Плечи отца расправились, он строго выпрямился и сурово поглядел на Егора. От столь грозного его вида в покоях будто стало темнее.
– Ты давно не мальчишка и ослушаться моего слова я тебе не позволю, – пробасил он. – Помни, сколько людей тебе доверяют! В твоих руках вся община: склады, оружие, припасы. Ты лучше любого с Монастырём управляешься, ты второй человек после меня. Значит так Господь рассудил, что не тебе к Городам ехать! – отец прервался и долго вздохнул. Егор несогласно глядел исподлобья, Настоятель добавил уже примирительнее.
– Благословление на дорогу даю только Евгении, она поедет вместе с Василием за топливом, ты останешься в Монастыре.
– Отче прав… – вдруг сказала Женя, – пусть я дочь Настоятеля, но сейчас моя жизнь не дороже, чем жизнь казначея. Эконом и келарь и другие чины охотнее будут слушаться мужчину, если только… – она осторожно поглядела на отца, – если только Монастырём управлять станет некому. Тогда, кто топливо привезёт – не так важно.

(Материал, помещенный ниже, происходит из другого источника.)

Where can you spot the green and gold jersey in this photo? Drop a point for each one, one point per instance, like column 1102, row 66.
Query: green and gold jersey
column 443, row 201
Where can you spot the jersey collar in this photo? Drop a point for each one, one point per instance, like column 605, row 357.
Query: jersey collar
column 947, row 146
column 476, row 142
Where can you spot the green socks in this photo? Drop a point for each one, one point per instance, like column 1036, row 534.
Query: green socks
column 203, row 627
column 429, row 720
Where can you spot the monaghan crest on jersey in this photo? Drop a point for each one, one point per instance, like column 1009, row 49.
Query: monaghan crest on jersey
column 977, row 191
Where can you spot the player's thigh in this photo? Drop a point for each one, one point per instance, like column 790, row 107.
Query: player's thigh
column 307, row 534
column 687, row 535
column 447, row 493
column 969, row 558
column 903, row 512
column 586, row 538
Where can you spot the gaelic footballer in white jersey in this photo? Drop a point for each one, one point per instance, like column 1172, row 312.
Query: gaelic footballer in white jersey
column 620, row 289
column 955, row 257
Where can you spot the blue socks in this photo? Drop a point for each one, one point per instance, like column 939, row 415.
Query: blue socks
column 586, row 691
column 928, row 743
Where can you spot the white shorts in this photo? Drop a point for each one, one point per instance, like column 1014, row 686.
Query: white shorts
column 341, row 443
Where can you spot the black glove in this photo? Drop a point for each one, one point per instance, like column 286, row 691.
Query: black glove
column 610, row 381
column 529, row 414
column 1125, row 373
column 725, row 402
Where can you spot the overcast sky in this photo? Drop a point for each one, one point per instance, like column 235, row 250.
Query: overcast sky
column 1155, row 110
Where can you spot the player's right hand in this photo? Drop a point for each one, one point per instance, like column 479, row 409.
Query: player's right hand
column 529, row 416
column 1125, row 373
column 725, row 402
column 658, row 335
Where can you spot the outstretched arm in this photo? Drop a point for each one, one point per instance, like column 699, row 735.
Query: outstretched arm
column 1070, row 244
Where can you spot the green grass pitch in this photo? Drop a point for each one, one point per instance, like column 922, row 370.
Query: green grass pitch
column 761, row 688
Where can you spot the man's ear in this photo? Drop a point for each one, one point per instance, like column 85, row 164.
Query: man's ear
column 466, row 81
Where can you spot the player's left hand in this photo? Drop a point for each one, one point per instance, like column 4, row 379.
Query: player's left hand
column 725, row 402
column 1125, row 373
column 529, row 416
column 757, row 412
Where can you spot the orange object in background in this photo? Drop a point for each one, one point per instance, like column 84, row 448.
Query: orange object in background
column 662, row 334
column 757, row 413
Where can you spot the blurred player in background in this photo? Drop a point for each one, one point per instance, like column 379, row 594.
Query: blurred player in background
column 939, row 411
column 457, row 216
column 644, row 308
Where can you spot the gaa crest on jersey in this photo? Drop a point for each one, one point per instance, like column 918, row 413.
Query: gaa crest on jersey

– Егор, мы семья, – ещё бережнее сказал отец. – А в семье не только друг за друга боятся, но и доверяют, что каждый справится с порученным ему делом. Если Бог надоумил Евгению Серые Города изучать, то ей и ехать в конвое: за весь Монастырь, за всё христианское дело.
Егор с досадой растрепал волосы и огляделся по залу, словно искал подсказки у каменных стен, как ему образумить их. Сизый солнечный свет лился сквозь окна, с козырька звенела капель, где-то с крыши тяжело ухнул снег. На него недовольно и немного растеряно пялилось собственное отражение в стеклянных дверцах шкафов. Тарахтел генератор, то и дело мигала люстра.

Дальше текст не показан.